Although stock trading is synonymous with Wall Street, it wasn`t the first stock exchange in the US. That honor actually belonged to the Philadelphia Stock Exchange, which predated the New York Stock Exchange by two years.
The early days of stock trading may be compared to an extremely elite club where you need a VIP card to enter. The New York Stock Exchange was created on the basis of the Buttonwood Agreement, which was signed by 24 bankers and financial organizations. The most notable in this elite society, arguably, was Alexander Hamilton, one of the founding fathers of the United States.
Trading was carefully restricted. In the early days, they largely traded commodities, and they had to provide the stock exchange—and by extension themselves—a fee for each financial transaction. Commodities refer to wheat or grain and gold. And since it was an elite gentleman`s club, they always prioritize the members during talks.
In a way, the stock market offered order to the turmoil. Back then, individuals borrowed money in return for IOUs instead of goods. It was quite simple to renege on a contract. But the merchants and bankers were truly out for blood against the auctioneers who were then permitted by the city to trade twice a day.
In 1972, the stock exchange only reported five traded stocks. The nation, however, is on the edge of tremendous expansion. The nation was still largely agrarian in nature, but soon the demand for securities went up as corporations wanted to obtain money for the development of railways, bridges, and roads.

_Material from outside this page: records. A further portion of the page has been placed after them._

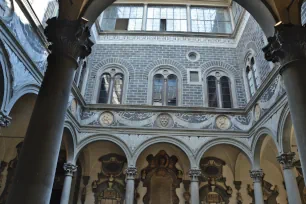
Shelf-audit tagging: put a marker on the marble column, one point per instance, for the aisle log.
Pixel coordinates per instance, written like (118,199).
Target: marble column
(131,173)
(194,185)
(36,167)
(5,120)
(69,171)
(293,192)
(257,176)
(287,47)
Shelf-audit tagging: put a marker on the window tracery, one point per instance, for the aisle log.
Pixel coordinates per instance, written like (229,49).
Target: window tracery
(165,89)
(252,76)
(111,86)
(219,90)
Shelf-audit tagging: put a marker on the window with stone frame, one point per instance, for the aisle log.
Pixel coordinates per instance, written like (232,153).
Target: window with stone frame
(219,90)
(111,86)
(210,20)
(122,17)
(165,88)
(166,18)
(252,76)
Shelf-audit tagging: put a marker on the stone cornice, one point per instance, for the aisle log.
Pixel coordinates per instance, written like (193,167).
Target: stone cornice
(171,38)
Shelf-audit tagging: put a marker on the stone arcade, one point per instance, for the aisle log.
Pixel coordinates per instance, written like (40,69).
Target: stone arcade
(153,102)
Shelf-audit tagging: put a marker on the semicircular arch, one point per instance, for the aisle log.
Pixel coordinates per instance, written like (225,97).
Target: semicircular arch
(179,144)
(109,138)
(224,141)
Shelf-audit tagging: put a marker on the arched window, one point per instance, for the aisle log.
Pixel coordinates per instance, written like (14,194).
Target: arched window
(226,92)
(111,87)
(82,75)
(252,75)
(212,91)
(158,89)
(165,91)
(219,90)
(104,89)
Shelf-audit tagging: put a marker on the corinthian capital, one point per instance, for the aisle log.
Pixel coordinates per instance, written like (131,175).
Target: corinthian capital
(131,172)
(257,175)
(287,45)
(287,160)
(70,169)
(5,120)
(69,38)
(195,174)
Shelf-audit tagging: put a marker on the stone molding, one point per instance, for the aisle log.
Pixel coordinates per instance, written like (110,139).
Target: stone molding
(286,160)
(69,38)
(70,169)
(131,173)
(257,175)
(195,174)
(287,45)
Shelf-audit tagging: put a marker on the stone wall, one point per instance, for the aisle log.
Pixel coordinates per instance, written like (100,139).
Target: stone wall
(140,58)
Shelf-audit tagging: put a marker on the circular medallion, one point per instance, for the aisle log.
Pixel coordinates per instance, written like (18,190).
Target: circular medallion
(193,56)
(164,121)
(106,119)
(257,112)
(223,122)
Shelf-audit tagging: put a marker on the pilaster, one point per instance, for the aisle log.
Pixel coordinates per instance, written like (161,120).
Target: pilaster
(70,169)
(286,160)
(257,175)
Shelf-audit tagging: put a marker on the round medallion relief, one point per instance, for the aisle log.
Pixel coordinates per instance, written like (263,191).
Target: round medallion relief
(257,112)
(106,118)
(164,121)
(193,56)
(223,122)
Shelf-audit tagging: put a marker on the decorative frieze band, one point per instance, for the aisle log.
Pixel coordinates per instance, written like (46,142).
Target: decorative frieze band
(195,174)
(287,160)
(257,175)
(131,173)
(70,169)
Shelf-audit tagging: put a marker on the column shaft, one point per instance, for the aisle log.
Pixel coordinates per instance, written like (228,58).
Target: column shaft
(194,192)
(38,159)
(66,190)
(188,18)
(293,192)
(129,192)
(34,176)
(257,176)
(194,185)
(295,85)
(258,193)
(131,173)
(287,48)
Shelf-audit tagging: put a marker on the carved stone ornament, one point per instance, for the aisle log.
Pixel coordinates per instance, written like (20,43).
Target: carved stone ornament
(164,121)
(223,122)
(287,45)
(131,172)
(5,120)
(257,112)
(160,175)
(70,169)
(287,160)
(195,174)
(257,175)
(106,118)
(69,38)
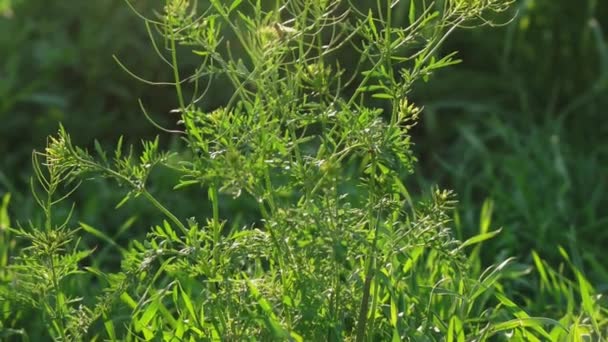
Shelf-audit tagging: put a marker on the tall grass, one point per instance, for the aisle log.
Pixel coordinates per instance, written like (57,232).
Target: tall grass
(337,248)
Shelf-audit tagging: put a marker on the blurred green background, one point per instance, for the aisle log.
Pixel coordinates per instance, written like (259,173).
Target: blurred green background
(521,122)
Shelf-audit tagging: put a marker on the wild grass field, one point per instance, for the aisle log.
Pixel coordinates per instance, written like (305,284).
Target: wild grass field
(303,170)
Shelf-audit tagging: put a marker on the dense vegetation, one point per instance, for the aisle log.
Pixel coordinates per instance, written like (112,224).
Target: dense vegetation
(286,188)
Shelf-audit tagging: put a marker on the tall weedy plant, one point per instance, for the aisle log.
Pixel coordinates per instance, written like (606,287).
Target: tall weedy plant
(314,132)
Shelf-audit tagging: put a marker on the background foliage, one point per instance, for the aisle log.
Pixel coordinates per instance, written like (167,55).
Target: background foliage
(517,130)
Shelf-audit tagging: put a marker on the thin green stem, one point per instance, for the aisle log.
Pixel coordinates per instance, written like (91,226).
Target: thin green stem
(371,258)
(178,86)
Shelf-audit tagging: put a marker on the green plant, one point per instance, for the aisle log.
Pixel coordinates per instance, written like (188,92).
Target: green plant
(340,251)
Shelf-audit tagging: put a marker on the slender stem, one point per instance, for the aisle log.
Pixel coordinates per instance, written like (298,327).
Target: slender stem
(178,85)
(371,261)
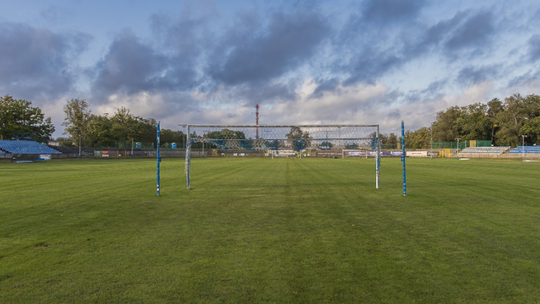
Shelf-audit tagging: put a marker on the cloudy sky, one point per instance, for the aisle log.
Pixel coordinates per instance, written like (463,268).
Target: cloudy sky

The NY Stock Exchange prospered from both the Industrial Revolution and the Civil War.
There were two important times that substantially tested the stock market—one in 1907 and another during the Great Depression in 1929. The first financial catastrophe was avoided when J.P. Morgan encouraged the other bankers to form a banking trust to be supported by financial institutions. At that moment, the market was at dire risk of dissolving as 800 million worth of securities was dumped in weeks. This gave birth, of course, to the formation of the Federal Reserve.
Before the 1929 crash, people were lured by the stock market and there was a lot of speculation that was encouraged by industry insiders. In fact, the average value of stocks grew about 400% more compared to their value just five years earlier. Of course, the bubble had to burst sometime. In just a week after the seams started to show on Oct. 23, 1929, the market crumbled. The country did not recover up until an opportunity struck—World War II.